Le primat donné aux problématiques environnementales et climatiques met la fiscalité écologique au centre des débats. Est-ce une fiscalité de rendement ou bien un instrument destiné à faire évoluer les comportements ? Une fiscalité existe déjà et son poids est particulièrement lourd, vous pouvez juger à chaque fois que vous faites le plein du réservoir de carburant de votre véhicule. Peut-elle subir un nouvel alourdissement ? Et puis, pourquoi ne pas taxer le carburant des avions et des navires qui assurent les transports planétaires ? Nous ne pouvons nous borner à une réflexion sur la seule fiscalité écologique
Concernant la taxe carbone, celle-ci va peser une fois de plus sur les ménages. Le gouvernement veut créer une taxe que les Français vont payer, et ensuite ils seront remboursés. Nous allons encore créer une usine à gaz pour masquer la vérité. Nous allons encore affaiblir la compétitivité de nos entreprises avec cette taxe. Mais quelle entreprise ne reporte pas ses taxes sur le coût du produit final ? Et à la sortie qui paie sinon les ménages ?
Il est frappant d'observer que la France est dans les premières à instaurer une taxe carbone en Europe alors qu'elle fait partie des pays qui polluent le moins grâce au nucléaire. La taxe carbone sera réellement positive si, et seulement si, elle est mise en place par l'Europe pour assurer un équilibre avec les autres pays qui ne respectent pas les mêmes réglementations en termes de développement durable.
Encore une fois, la taxe carbone française actuelle est réduite à un certain bricolage fiscal. Une nouvelle expérience qui invite à réviser la structure de la fiscalité afin de faciliter une transition vers une économie à « basse intensité en carbone ». Pour avoir un résultat significatif, il faudrait que le poids de la fiscalité environnementale dans le PIB soit bien supérieur à ce qu'il est aujourd'hui et pour cela il faudrait qu'elle soit inscrite, au niveau européen, comme la TVA, sur la consommation, afin de frapper tous les services et produits quels que soit le procédé de fabrication et surtout leur origine.

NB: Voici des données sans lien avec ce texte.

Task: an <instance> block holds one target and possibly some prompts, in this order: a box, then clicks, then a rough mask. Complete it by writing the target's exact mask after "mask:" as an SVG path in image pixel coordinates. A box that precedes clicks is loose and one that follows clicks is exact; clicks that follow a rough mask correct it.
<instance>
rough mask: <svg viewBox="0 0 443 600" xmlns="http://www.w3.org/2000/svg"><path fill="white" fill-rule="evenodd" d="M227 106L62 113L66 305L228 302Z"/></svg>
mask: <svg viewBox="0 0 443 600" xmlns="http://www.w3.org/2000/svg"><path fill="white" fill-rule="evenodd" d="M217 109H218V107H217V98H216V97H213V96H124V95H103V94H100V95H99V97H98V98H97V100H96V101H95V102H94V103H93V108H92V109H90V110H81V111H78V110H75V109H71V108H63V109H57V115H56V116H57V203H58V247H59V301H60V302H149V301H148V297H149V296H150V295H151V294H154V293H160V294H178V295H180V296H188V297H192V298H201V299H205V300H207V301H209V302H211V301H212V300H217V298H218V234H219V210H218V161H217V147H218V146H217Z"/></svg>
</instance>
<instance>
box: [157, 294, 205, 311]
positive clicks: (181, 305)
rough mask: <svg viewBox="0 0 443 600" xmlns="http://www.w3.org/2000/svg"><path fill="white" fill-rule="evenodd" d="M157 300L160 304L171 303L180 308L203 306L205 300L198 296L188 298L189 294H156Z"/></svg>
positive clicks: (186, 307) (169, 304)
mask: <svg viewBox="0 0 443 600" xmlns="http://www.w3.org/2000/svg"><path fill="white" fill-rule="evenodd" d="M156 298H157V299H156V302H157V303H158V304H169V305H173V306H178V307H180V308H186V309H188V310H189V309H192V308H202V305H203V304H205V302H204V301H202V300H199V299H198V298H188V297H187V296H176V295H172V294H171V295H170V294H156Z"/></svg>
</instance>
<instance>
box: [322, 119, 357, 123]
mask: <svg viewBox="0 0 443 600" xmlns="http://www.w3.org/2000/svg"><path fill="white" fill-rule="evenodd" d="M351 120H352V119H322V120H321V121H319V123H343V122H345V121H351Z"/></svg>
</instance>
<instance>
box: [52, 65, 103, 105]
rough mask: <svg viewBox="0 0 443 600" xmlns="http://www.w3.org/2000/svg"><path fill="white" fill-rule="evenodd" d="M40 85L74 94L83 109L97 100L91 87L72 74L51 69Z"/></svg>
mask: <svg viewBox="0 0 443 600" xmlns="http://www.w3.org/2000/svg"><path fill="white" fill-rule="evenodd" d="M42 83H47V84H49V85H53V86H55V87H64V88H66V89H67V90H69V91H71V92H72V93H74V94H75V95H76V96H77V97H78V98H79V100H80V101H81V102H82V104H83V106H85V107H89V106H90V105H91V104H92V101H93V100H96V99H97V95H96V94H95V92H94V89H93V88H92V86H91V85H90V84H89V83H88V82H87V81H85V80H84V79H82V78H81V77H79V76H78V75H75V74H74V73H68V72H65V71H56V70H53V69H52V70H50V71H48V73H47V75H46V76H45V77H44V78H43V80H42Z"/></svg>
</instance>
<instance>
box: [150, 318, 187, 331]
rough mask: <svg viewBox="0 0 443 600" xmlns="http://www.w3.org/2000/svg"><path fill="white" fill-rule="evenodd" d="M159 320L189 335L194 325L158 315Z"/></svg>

Pour une politique européenne du carbone : il faut réformer le Système communautaire d'échange des quotas d'émissions (SCEQE) et définir un prix plancher afin de pouvoir piloter un prix européen unique du carbone. Une mise aux enchères des quotas généralisée permettra à l'Europe de verser des aides pour la reconversion du carbone au sein de l'Europe mais aussi aux pays du Sud envers lesquels elle s'est engagée à fournir une aide.
De même une taxe carbone européenne permettrait de financer des infrastructures de transport européennes et la R&D afin de faciliter la reconversion. Elle passerait 1) par une taxe sur les énergies fossiles, combinée à un prélèvement carbone aux frontières proportionnel au contenu en carbone des importations en provenance de pays n'appliquant pas une politique carbone suffisante ; 2) par une taxe sur le carbone ajoutée (TCA) qui frappe toutes les consommations finales, y compris les importations, et en proportion des émissions totales de GES.